Penerapan Last In First Out Dalam Akuntansi Perusahaan
Ada sedikit catatan ketika sebuah perusahaan akan menggunakan metode ini dalam sistem persediaan mereka. Ini karena pada dasarnya dalam pandangan PSAK (Pernyataan Standar Akuntansi Keuangan) sistem FIFO lebih akurat dan aktual dalam mewakili perhitungan sistem persediaan.
Sejumlah catatan dalam penerapan sistem LIFO pada perusahaan adalah sebagai berikut ini.
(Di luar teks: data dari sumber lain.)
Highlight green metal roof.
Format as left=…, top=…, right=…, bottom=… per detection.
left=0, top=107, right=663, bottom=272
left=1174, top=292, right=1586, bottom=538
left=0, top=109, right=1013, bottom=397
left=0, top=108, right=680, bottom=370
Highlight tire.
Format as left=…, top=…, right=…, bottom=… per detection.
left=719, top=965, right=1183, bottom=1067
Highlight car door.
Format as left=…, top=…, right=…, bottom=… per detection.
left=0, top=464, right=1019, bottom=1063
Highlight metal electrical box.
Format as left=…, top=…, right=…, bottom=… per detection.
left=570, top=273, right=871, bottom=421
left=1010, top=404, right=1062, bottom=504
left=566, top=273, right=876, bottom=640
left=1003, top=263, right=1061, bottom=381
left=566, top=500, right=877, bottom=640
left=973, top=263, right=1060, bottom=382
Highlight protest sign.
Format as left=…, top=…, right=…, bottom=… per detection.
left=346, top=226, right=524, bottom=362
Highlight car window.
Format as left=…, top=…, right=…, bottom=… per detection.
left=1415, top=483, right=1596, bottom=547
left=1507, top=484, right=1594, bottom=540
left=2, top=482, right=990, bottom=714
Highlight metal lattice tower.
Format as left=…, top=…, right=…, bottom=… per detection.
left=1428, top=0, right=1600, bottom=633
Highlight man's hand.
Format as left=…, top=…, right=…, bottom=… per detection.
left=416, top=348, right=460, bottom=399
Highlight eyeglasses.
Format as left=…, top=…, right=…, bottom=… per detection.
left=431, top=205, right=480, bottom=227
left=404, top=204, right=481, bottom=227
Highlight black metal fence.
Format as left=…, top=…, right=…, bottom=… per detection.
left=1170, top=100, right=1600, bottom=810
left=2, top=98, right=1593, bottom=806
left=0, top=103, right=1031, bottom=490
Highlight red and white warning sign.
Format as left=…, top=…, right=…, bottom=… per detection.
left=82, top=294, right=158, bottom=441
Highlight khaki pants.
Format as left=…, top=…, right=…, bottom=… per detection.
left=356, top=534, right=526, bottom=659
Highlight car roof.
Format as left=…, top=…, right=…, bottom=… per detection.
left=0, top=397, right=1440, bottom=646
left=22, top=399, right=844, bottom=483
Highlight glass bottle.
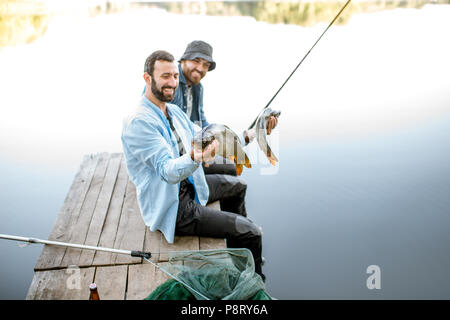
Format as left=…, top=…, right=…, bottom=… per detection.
left=89, top=283, right=100, bottom=300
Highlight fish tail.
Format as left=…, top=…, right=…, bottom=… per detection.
left=244, top=154, right=252, bottom=168
left=236, top=164, right=243, bottom=176
left=267, top=146, right=278, bottom=166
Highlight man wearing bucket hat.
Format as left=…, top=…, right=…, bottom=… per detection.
left=173, top=40, right=215, bottom=130
left=174, top=40, right=278, bottom=175
left=175, top=41, right=236, bottom=175
left=175, top=40, right=277, bottom=132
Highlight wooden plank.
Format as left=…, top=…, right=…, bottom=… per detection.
left=26, top=267, right=95, bottom=300
left=92, top=156, right=129, bottom=266
left=126, top=264, right=154, bottom=300
left=207, top=200, right=221, bottom=211
left=144, top=228, right=161, bottom=263
left=35, top=154, right=101, bottom=271
left=60, top=153, right=111, bottom=268
left=26, top=271, right=42, bottom=299
left=79, top=153, right=122, bottom=266
left=159, top=235, right=199, bottom=262
left=199, top=237, right=227, bottom=251
left=112, top=179, right=146, bottom=264
left=126, top=263, right=171, bottom=300
left=94, top=265, right=128, bottom=300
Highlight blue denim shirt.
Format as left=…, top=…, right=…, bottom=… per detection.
left=143, top=64, right=209, bottom=128
left=121, top=95, right=209, bottom=243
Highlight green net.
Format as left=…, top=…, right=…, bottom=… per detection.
left=145, top=248, right=271, bottom=300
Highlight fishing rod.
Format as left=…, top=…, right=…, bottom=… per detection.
left=0, top=233, right=151, bottom=259
left=248, top=0, right=352, bottom=130
left=0, top=233, right=210, bottom=300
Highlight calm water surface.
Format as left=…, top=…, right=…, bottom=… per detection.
left=1, top=4, right=450, bottom=299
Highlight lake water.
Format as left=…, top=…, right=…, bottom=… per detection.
left=1, top=3, right=450, bottom=299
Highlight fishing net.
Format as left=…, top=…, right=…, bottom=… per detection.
left=145, top=248, right=271, bottom=300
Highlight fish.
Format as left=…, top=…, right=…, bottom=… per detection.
left=251, top=108, right=281, bottom=166
left=192, top=124, right=252, bottom=175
Tidak semua sepakat dengan penggunaan sistem Last In First Out
Perusahaan yang akan menerapkan sistem LIFO harus memiliki alasan kuat dan diterima dalam PSAK atau Generally Accepted Accounting Principles (GAAP).
Namun demikian dalam kacamata International Financial Reporting Standards (IFRS) sistem LIFO ini tidak diterima secara umum. Sehingga sistem ini tidak boleh diterapkan dengan alasan apapun.
Dalam pandangan IFRS, penerapan sistem perhitungan LIFO ini memiliki efek cukup menguntungkan terhadap nilai besaran pajak. Karenanya dianggap sebagai bentuk upaya manipulasi untuk perusahaan mendapatkan tarif pajak lebih kecil.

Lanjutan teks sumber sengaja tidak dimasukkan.